[htdig3-dev] Patch for Document Sizes


Geoff Hutchison (ghutchis@wso.williams.edu)
Sun, 14 Feb 1999 16:43:32 -0400


Hi,

Marjolein noted a bug in the Document code. If you do a search on
htdig.org, you can see it in action. Search for any attribute, say
pdf_parser and look at the results for attrs.html. The document's size is
reported as max_doc_size when the document has been trimmed. In this case,
attrs.html is reported as 100K, when it's 155+K.

I'm not sure this is the best fix, but it seems to work. The document size
is now reported as the size sent by the server (if available) or by stat()
when retrieving locally.

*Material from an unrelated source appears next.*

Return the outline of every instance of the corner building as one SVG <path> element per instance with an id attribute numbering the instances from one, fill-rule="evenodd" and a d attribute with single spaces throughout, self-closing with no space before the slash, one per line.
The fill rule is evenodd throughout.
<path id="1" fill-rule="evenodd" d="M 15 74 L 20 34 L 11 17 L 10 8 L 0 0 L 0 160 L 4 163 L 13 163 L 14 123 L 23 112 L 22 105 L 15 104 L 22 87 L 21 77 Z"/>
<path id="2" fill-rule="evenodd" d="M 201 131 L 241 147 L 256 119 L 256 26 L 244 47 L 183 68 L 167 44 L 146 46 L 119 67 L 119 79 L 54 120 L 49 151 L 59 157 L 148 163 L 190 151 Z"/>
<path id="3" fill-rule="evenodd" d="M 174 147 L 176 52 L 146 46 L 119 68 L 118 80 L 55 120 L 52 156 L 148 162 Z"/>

In particular, I don't know much about the library
calls -- is st_size a field of all stat types?

-Geoff

Index: Document.cc
===================================================================
RCS file: /opt/htdig/cvs/htdig3/htdig/Document.cc,v
retrieving revision 1.34
diff -r1.34 Document.cc
447a448,450
>
> if (document_length < contentLength)
> document_length = contentLength;
598,599c601,602
< document_length = contents.length();
< contentLength = document_length;

---
>     document_length = stat_buf.st_size;
>     contentLength = contents.length();

------------------------------------ To unsubscribe from the htdig3-dev mailing list, send a message to htdig3-dev@htdig.org containing the single word "unsubscribe" in the SUBJECT of the message.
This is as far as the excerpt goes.